1. Asia shares falter as markets await US jobs data

Asia shares falter as markets await US jobs data

Asian shares slipped on Friday, ahead of key U.S. employment data later in the session that was expected to add to the case for a Federal Reserve interest rate hike as early as next month.

By: | Tokyo | Updated: November 6, 2015 12:43 PM
china stock market

Asian shares slipped on Friday, ahead of key U.S. employment data later in the session that was expected to add to the case for a Federal Reserve interest rate hike as early as next month. (Reuters)

Asian shares slipped on Friday as investors braced for U.S. employment data that is expected to bolster the case for a Federal Reserve interest rate increase as early as next month.

European stocks were set to be little changed on the open, with financial spreadbetters expecting Britain’s FTSE 100 to start the day flat to 0.2 percent higher, Germany’s DAX to see a possible fall or gain of 0.1 percent, and France’s CAC 40 to open flat to slightly weaker.

MSCI’s broadest index of Asia-Pacific shares outside Japan edged down about 0.4 percent at 0620 GMT, though it remained on track for a 0.8 percent weekly rise.

Japan’s Nikkei closed up 0.8 percent, ending the week up almost 1 percent.
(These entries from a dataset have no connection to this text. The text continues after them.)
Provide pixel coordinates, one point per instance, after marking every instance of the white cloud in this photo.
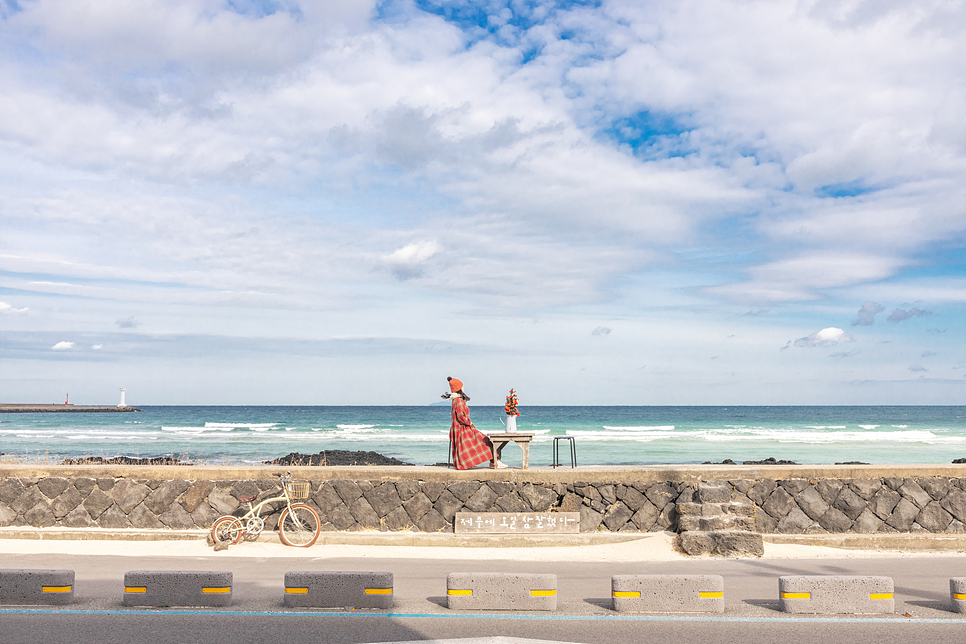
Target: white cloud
(410, 260)
(130, 322)
(238, 168)
(7, 309)
(900, 314)
(828, 337)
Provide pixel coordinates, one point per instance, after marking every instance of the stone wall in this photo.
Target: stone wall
(343, 504)
(790, 505)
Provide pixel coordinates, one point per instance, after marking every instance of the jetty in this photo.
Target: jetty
(15, 408)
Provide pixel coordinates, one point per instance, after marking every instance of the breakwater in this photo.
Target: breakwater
(715, 509)
(9, 408)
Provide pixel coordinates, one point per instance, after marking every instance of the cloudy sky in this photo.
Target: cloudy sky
(616, 202)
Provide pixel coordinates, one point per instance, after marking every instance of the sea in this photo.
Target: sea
(419, 434)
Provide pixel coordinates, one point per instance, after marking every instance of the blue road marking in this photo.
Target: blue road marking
(609, 618)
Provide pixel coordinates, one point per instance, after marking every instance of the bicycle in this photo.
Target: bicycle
(298, 525)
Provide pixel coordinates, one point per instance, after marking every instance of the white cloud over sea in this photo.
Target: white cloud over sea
(466, 188)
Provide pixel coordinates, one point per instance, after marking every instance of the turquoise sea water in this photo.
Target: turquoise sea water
(604, 435)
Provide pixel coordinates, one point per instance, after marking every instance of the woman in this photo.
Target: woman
(470, 447)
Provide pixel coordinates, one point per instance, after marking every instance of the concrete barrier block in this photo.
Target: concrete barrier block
(49, 587)
(330, 589)
(177, 588)
(957, 594)
(836, 595)
(501, 591)
(668, 593)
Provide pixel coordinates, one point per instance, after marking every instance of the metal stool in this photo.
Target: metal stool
(556, 452)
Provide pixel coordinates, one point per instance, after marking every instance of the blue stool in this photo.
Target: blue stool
(556, 452)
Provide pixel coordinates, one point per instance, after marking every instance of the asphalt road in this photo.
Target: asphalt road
(583, 615)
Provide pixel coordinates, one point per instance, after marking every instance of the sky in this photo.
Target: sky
(594, 203)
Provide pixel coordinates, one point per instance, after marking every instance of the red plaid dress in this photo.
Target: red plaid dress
(470, 446)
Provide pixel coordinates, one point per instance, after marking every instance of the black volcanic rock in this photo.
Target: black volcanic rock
(336, 457)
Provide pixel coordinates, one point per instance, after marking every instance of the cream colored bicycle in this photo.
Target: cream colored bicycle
(298, 525)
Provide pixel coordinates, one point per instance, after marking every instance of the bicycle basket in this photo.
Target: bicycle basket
(297, 489)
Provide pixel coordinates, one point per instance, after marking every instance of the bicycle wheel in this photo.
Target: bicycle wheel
(299, 526)
(227, 529)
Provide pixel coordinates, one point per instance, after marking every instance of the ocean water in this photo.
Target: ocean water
(419, 435)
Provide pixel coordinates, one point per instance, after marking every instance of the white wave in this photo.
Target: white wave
(230, 426)
(775, 435)
(110, 437)
(192, 430)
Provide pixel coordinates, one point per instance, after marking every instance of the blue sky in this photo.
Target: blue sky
(715, 202)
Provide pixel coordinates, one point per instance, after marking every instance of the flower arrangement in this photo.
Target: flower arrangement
(511, 404)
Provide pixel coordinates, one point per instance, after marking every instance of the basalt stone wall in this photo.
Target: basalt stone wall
(789, 506)
(860, 505)
(343, 504)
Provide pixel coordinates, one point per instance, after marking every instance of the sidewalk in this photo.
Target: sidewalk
(603, 548)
The Shanghai Composite extended earlier gains to climb almost 2 percent, putting it on track for a jump of 6.2 percent for the week.

Wall Street marked modest losses after a mixed spate of earnings, as investors awaited the non-farm payrolls report later this session.

“This is a big piece of data as to what the Fed is looking for,” said Scott Colyer, chief executive officer of Advisors Asset Management in Monument, Colorado. “I think everybody wants them to move or not move. The month-to-month stuff is killing everybody.”

On Thursday, U.S. interest rates futures implied traders saw a 58 percent probability of a rate increase in December, according to CME Group’s FedWatch program, while U.S. two-year Treasury yields hit their highest levels in 4-1/2 years.

Economists expect the report to show that U.S. employers added 180,000 jobs in October, more than September’s increase of 142,000 jobs.

New U.S. applications for jobless benefits last week recorded their biggest increase in eight months, but remained above the threshold associated with a healthy labour market.

“We’re a little below consensus,” said Jennifer Vail, head of fixed-income research at U.S. Bank Wealth Management in Portland, Oregon.

But based on recent comments from central bank officials, “it looks as if as long as we hit a 150-number, the Fed will think it’s consistent with labour tightening,” she said, adding that U.S. yields and futures were increasingly showing expectations for a December hike.

Fed Chair Janet Yellen and New York Fed President William Dudley said this week that the U.S. was ready for higher interest rates if upcoming economic data justified them.

Higher yields and rising expectations of a December rate hike lifted the dollar index, which last stood at 98.003, a touch lower than a three-month peak of 98.135 scaled overnight.

The dollar held steady at 121.84 yen after touching a 2 1/2-month high of 122.01 on Thursday, while the euro was also little changed at $1.0880 after dropping to a nadir of $1.0834, its lowest level in more than three months.

The stronger dollar added further pressure to crude oil futures, which were already dragged down by oversupply concerns.

U.S. crude edged up about 0.6 percent to $45.49 a barrel, after falling over 2 percent in the previous session. It was still on track to lose 2.4 percent for the week.

Other commodities also struggled, with London copper sliding to its lowest level in a month overnight. While it recovered 0.7 percent to $5,044 a tonne, it was still set to end the week 1.3 percent lower, its third consecutive weekly loss.

Spot gold recovered to $1,109.4 an ounce from an eight-week low on Thursday, on track for a 2.8 percent loss for the week.